Strange Datastage job behavior!

Post questions here relative to DataStage Enterprise/PX Edition for such areas as Parallel job design, Parallel datasets, BuildOps, Wrappers, etc.

Moderators: chulett, rschirm, roy

Post Reply
splayer
Charter Member
Charter Member
Posts: 502
Joined: Mon Apr 12, 2004 5:01 pm

Strange Datastage job behavior!

Post by splayer »

I have a sequence job which has several job activity stages and execute command stages. Sometimes, when I execute the sequence job, one of the jobs would just hang. No error messages at all. I have to stop the sequence job. When I reset the jobs and restart, the exact same job runs perfectly fine and immediately without any problems. Has anybody seen this?
DSguru2B
Charter Member
Charter Member
Posts: 6854
Joined: Wed Feb 09, 2005 3:44 pm
Location: Houston, TX

Post by DSguru2B »

Keep your logs in check and perfom cleanup of &PH& directory regularly. It might not be stuck and actually running or taking time to startup, but the status update might be taking time.
Creativity is allowing yourself to make mistakes. Art is knowing which ones to keep.
abc123
Premium Member
Premium Member
Posts: 605
Joined: Fri Aug 25, 2006 8:24 am

Post by abc123 »

What is &PH& directory?
us1aslam1us
Charter Member
Charter Member
Posts: 822
Joined: Sat Sep 17, 2005 5:25 pm
Location: USA

Post by us1aslam1us »

I haven't failed, I've found 10,000 ways that don't work.
Thomas Alva Edison(1847-1931)
splayer
Charter Member
Charter Member
Posts: 502
Joined: Mon Apr 12, 2004 5:01 pm

Post by splayer »

So is &PH& a directory? How do I know its value?
chulett
Charter Member
Charter Member
Posts: 43085
Joined: Tue Nov 12, 2002 4:34 pm
Location: Denver, CO

Post by chulett »

Yes, it is a directory - the PHantom directory, a directory leveraged by the background (i.e. 'phantom') processes each job runs as. There's one in each Project directory. What do you mean by "how do I know its value"? :?
-craig

"You can never have too many knives" -- Logan Nine Fingers
splayer
Charter Member
Charter Member
Posts: 502
Joined: Mon Apr 12, 2004 5:01 pm

Post by splayer »

When I went to the project directory, I saw the following:

D_&COMO&
&COMO&
&SAVEDLISTS&

but I did not see something like &PH&. When I tried to do:
cd &COMO&
-----------------------------------------------------------------------------
I got the following message:
[1] 15295
[2] 15296
myid@MyProject>-bash: cd: cd: No such file or directory
-bash: COMO: command not found

[1]- Exit 1 cd cd
[2]+ Exit 127 COMO
-----------------------------------------------------------------------------

If these are directories and I should clear whatever is in them, shouldn't I be able to go in them?
ArndW
Participant
Posts: 16318
Joined: Tue Nov 16, 2004 9:08 am
Location: Germany
Contact:

Post by ArndW »

splayer - check again, if you don't find a &PH& then perhaps you (or someone else) deleted the directory. Do you have a D_&PH& entry in the project?
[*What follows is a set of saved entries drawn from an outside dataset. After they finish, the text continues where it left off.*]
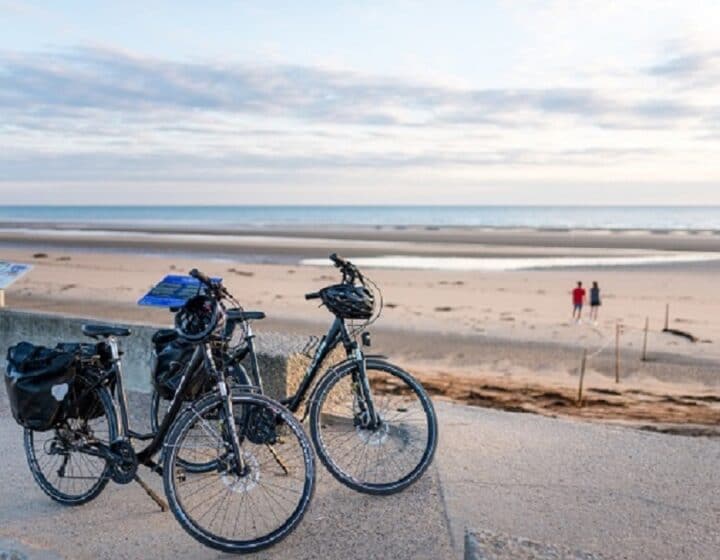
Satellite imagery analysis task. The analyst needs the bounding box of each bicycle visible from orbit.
[14,272,316,554]
[182,254,438,495]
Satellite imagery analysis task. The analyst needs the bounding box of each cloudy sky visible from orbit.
[1,1,719,204]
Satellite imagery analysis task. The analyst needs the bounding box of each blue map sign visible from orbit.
[138,275,222,308]
[0,262,32,289]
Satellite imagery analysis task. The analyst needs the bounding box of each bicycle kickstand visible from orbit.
[265,444,290,475]
[134,474,169,512]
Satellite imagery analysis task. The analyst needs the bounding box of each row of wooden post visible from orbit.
[578,307,665,406]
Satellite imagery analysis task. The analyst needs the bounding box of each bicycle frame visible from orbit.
[102,336,228,470]
[242,316,382,422]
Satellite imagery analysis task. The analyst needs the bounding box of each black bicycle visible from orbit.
[171,254,438,495]
[10,271,315,554]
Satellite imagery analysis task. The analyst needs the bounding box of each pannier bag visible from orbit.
[152,330,210,401]
[5,342,77,431]
[55,342,114,420]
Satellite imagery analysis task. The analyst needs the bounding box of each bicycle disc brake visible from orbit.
[110,440,138,484]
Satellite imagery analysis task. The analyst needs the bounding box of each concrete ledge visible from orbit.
[465,529,607,560]
[0,309,306,398]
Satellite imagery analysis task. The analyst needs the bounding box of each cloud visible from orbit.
[0,145,667,183]
[647,49,720,88]
[0,45,716,193]
[0,46,703,128]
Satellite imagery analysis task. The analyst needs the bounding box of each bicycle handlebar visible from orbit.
[328,253,363,284]
[189,268,232,300]
[329,253,347,268]
[190,268,213,287]
[305,292,321,300]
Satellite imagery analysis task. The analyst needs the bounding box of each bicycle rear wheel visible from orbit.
[24,376,117,505]
[163,392,315,554]
[309,357,438,495]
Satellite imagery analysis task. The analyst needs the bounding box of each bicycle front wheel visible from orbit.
[309,358,438,495]
[163,392,315,554]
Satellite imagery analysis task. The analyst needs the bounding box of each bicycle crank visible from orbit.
[110,440,138,484]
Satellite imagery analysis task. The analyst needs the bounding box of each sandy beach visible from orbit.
[1,225,719,432]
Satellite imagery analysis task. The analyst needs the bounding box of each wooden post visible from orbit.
[577,348,588,406]
[0,289,5,308]
[664,303,670,330]
[615,322,621,383]
[641,317,649,361]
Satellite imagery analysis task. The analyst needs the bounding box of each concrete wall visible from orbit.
[0,309,306,398]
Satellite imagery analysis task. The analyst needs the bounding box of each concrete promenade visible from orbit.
[1,310,718,559]
[1,392,719,559]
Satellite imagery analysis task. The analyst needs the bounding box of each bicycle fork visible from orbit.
[204,344,247,476]
[353,349,381,430]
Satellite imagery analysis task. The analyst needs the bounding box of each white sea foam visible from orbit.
[301,253,720,271]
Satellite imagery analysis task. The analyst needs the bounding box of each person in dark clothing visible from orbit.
[590,281,601,323]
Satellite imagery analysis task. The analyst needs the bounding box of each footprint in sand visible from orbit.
[56,256,71,262]
[385,303,399,309]
[33,253,48,259]
[60,284,77,292]
[435,306,454,312]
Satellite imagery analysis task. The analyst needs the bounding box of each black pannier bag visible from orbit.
[152,330,210,400]
[4,342,77,431]
[55,342,114,420]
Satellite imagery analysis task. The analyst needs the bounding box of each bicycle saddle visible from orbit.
[82,324,132,339]
[226,310,266,322]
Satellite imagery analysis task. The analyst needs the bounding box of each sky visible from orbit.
[1,1,720,205]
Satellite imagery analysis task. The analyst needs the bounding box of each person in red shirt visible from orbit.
[572,281,586,322]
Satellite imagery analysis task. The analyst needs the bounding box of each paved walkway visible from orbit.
[436,400,720,559]
[1,393,719,559]
[0,392,453,560]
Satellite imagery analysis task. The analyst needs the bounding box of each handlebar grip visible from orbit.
[329,253,347,268]
[190,268,213,287]
[305,292,321,300]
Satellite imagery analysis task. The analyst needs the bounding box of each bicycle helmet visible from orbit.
[175,294,225,341]
[319,284,375,319]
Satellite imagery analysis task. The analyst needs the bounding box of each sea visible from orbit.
[2,205,720,270]
[0,205,718,231]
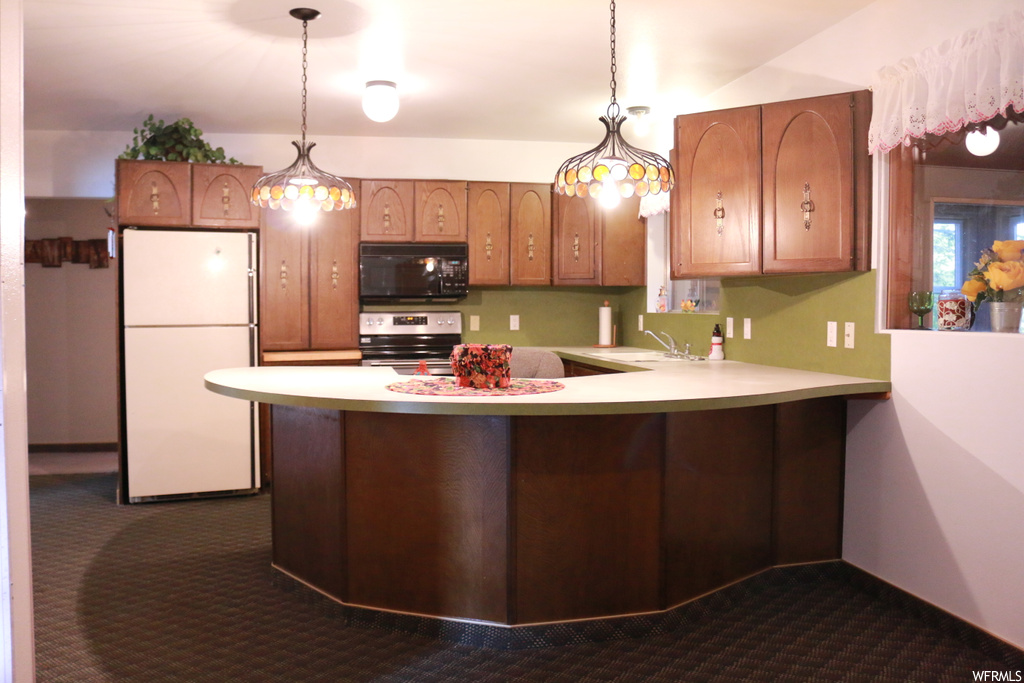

You need to execute "cd \&COMO\&' at the command line, as UNIX sees the ampersand as a special character.
splayer
Charter Member
Charter Member
Posts: 502
Joined: Mon Apr 12, 2004 5:01 pm

Post by splayer »

ArndW, so should I be clearing all of these folders every time before I run my job sequence?
michaeld
Premium Member
Premium Member
Posts: 88
Joined: Tue Apr 04, 2006 8:42 am
Location: Toronto, Canada

Post by michaeld »

I don't have an answer, but I have had this problem before. Lots of times in the windows version. It is usally due to a bug in the job that causes it to use up a lot of memory. However sometime there is no reason for it. I've contacted IBM support about it and they had no answers. Other then clear your log and stuff like that, which was not the problem in my case. I ended up remaking the job (the same way) and it became stable. I think that datastage jobs can become corrupt. I don't know how or why, but it has happed a few times before and usually saving it as another job will fix it.
Mike
splayer
Charter Member
Charter Member
Posts: 502
Joined: Mon Apr 12, 2004 5:01 pm

Post by splayer »

michaeld, this is not job specific. Exactly the same job works perfectly right next minute. This happens with jobs at random.
ray.wurlod
Participant
Posts: 54607
Joined: Wed Oct 23, 2002 10:52 pm
Location: Sydney, Australia
Contact:

Post by ray.wurlod »

Any kind of "hang" usually means waiting for a resource. Next time this occurs check to see if any kind of lock is held on the job sequence or controlled activity that appears to be hanging. Also check to see that there's plenty of free space in the file systems /tmp and those identified by the UVTEMP configuration parameter and those in your parallel job configuration file as resource disk and scratchdisk (particularly the latter).
IBM Software Services Group
Any contribution to this forum is my own opinion and does not necessarily reflect any position that IBM may hold.
splayer
Charter Member
Charter Member
Posts: 502
Joined: Mon Apr 12, 2004 5:01 pm

Post by splayer »

So I should do/check for the following:

1) In the &PH& directory, I should delete all DSD.RUN and DSD.StageRun files. I see some DSD.OshMonitor files. Should I delete them as well? Are there any side effects?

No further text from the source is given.